That doesn’t mean exercising outdoors in the summer is out of the equation. In the current COVID-19 climate we remain living in it’s important to make sure that we continue to move our bodies and get in the weekly exercise recommendations needed for optimal health.
With gym closed in many states throughout the summer, exercising outdoors is the alternative fitness enthusiasts are going to keep their gains and mental sanity, socialize with others, and stay connected to their community.
Many gyms and instructors are taking their workouts outdoors. But with high temperatures and extreme humidity some days it’s important to listen to our bodies and know what to do when working out the summer outside.
1. Stay Out Of The Sun
The bight shining sun is what we want all summer long, but when it comes to working out outdoors, limit exposure. Use the following tips:
- Workout On Cooler Days: Plan workouts in advance based on which days of the week have cooler temperatures if possible. “Cooler” might mean 87 instead of 97 degrees but that’s a major difference when exercising.
- Exercise Early In The Morning: Despite rising before the kids are awake or just a few hours after your twenty-something-year-old friends go to bed, working out outside in the morning can still be a challenge when it comes to the heat. The earlier the better before the sun is out in full force. Instructors should hold classes from 6 a.m. to 8 a.m. so that hour-long classes are finished before the hottest part of the day.
- Or In The Evening: Motivation fades throughout the day, but those who aren’t early risers should skip a mid-day workout for an evening one. Once the sun goes down, it’s immediately cooler out. Plus a summer sweat session at sundown has great views!
- Take Shade: Instructors should hold outdoor classes in the shade or at least have a part of the park, field, or school track that is shaded. On those days where heat is a major factor, being in the shade makes a world of difference.
2. Drink More, And More Water
It’s known that hydration is key when exercising and especially so in the summer. But working out in the heat means the need to drink more water—and then more water.
It’s important to replace the water that is released via sweat when working out. And when it’s hot, we sweat even more.
Heat and humidity directly influence body temperature and heart rate. The heart is hard at working pumping to spread oxygenated blood to the muscles when working out. Then add the challenge of the heat and it needs to work even harder.
The body also needs to regulate core temperature. So the exerciser sweats more. This means the loss of electrolytes and sodium.
Dehydration and heat exhaustion are extremely serious. Always take breaks throughout the outdoor workout in the heat to sip on water. If needed, take a break and catch your breath. Even performing exercises that are done all the time like squats can have the fitness lover out of breath in the heat. Remember the body is working out hard and working hard. Be mindful to the following cues:
- Loss in sweat
- Extreme thirst
These are all signs of dehydration.
Signs of the more severe heat exhaustion are:
- Muscle cramps
- Rapid pulse
- Cool skin
- Increase in sweat
- Loss of thirst
3. Keep It Short
Limit the time exercising outdoors. Workouts should be an hour or less.
Of course, there is an exception such as endurance athletes like runners or cyclists who need long mileage as part of their training. These athletes need to make sure their bodies have properly acclimated to the heat, which generally takes about a week or two when running for an hour each time.
4. Practice At Home
A great way to prepare for those hot workouts is to exercise at home mimicking similar conditions.

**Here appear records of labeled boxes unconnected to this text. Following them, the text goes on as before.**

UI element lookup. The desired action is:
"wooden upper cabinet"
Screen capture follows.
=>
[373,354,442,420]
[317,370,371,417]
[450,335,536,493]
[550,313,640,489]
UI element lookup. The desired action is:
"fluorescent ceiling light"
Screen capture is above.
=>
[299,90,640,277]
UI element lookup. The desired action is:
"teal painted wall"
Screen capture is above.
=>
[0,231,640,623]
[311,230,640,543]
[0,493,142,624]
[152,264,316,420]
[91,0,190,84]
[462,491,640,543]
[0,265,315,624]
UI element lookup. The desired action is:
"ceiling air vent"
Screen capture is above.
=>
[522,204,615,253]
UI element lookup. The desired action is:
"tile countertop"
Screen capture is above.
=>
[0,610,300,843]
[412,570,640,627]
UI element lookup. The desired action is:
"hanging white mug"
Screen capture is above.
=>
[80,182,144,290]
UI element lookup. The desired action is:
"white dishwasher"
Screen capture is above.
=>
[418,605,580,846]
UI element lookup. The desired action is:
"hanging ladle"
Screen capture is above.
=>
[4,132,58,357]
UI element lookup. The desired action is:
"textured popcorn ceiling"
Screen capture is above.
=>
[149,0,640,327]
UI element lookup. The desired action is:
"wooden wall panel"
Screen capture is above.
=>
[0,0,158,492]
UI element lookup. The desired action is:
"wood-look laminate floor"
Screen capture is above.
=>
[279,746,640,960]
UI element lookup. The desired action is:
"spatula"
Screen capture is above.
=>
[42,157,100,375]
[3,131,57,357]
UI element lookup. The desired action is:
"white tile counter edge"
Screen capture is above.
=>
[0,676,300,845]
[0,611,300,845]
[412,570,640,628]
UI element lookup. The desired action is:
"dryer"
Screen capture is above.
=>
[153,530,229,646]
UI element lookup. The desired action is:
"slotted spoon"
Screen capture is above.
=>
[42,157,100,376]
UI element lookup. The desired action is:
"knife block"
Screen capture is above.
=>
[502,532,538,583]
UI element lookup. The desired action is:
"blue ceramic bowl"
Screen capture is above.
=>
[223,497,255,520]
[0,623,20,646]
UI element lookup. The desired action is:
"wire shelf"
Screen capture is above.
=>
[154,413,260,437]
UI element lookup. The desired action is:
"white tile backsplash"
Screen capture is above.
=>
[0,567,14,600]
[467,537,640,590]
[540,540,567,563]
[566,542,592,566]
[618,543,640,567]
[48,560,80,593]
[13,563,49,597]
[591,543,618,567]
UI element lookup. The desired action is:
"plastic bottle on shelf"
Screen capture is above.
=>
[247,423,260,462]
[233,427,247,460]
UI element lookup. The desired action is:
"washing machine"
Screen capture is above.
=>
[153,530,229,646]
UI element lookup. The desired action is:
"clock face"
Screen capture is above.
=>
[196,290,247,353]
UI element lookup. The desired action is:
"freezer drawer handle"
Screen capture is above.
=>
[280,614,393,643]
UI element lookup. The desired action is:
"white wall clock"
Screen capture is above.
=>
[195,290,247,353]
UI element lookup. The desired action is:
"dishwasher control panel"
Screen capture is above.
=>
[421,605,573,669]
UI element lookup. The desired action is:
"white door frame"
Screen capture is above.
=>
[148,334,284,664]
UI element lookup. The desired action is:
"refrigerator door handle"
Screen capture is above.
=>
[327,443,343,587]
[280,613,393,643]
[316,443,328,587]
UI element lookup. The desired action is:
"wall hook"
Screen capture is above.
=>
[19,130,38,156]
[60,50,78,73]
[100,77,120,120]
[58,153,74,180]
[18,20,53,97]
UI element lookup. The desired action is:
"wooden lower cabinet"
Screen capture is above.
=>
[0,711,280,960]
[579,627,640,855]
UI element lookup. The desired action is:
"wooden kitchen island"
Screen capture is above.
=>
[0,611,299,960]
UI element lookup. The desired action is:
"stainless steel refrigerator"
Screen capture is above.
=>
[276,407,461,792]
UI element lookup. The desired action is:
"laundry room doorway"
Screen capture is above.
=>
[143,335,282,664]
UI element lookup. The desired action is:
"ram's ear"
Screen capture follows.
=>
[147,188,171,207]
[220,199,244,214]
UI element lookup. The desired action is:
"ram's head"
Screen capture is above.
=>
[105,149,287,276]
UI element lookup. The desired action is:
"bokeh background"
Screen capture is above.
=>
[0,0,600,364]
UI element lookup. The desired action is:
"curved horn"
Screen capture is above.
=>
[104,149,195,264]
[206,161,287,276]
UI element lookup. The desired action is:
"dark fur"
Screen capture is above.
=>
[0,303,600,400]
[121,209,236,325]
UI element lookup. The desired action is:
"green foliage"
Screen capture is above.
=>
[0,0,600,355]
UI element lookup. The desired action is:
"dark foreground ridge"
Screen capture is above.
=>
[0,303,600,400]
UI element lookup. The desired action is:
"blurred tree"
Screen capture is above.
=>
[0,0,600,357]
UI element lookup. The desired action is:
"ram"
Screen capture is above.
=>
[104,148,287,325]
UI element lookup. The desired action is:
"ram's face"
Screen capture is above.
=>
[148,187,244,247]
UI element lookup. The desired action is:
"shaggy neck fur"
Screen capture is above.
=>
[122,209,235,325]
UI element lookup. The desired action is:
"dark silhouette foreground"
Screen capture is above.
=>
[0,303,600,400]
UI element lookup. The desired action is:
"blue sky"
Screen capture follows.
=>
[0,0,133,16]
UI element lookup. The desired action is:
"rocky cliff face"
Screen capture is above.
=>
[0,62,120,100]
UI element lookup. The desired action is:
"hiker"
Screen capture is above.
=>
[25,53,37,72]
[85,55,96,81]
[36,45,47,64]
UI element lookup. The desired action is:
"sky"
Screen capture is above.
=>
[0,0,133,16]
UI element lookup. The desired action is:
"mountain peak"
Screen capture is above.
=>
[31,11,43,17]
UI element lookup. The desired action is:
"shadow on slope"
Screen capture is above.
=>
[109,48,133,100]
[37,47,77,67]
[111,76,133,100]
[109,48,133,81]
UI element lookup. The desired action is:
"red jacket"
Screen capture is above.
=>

Run on the treadmill with an extra layer of clothes. Check out a hot yoga class or turn off the air conditioner and do a strength and/or cardio workout without cool air on. Turn on a humidifier to see how it feels to workout in dry air.
These are great tips to do before spring turns into summer, but can be done before stating that outdoor workout class.
5. Know What Not To Wear
Do not wear black or other dark colors when working out in the heat. Instead, think light and airy. Now is the time to wear activewear with breathable fabric. Wear shorts, not leggings and a tank top opposed to long sleeves.
But make sure to put on the sunscreen. Wear a hat or a visor to protect your face. Sunglasses and lip balm are also summer workout accessories needed. Bring a change of shirt to change into after the workout so that travel home in the A/C isn’t too much post sweaty workout.
6. End With A Cool Down
Since the heart rate is up, it’s extremely important not to skip that cool down. Strength and cardio workouts should conclude with some static stretches and deep breathing exercises.
Child pose to downward dog, cat and cow, neck flexion, lateral shoulder stretch, hip flexor stretch, and quad stretch is an example of a five-minute cooldown that will relax the muscles, slow heart rate, and return the body to its resting state.
Without a cool down the exerciser is more likely to overheat, feel dizzy, and fatigued.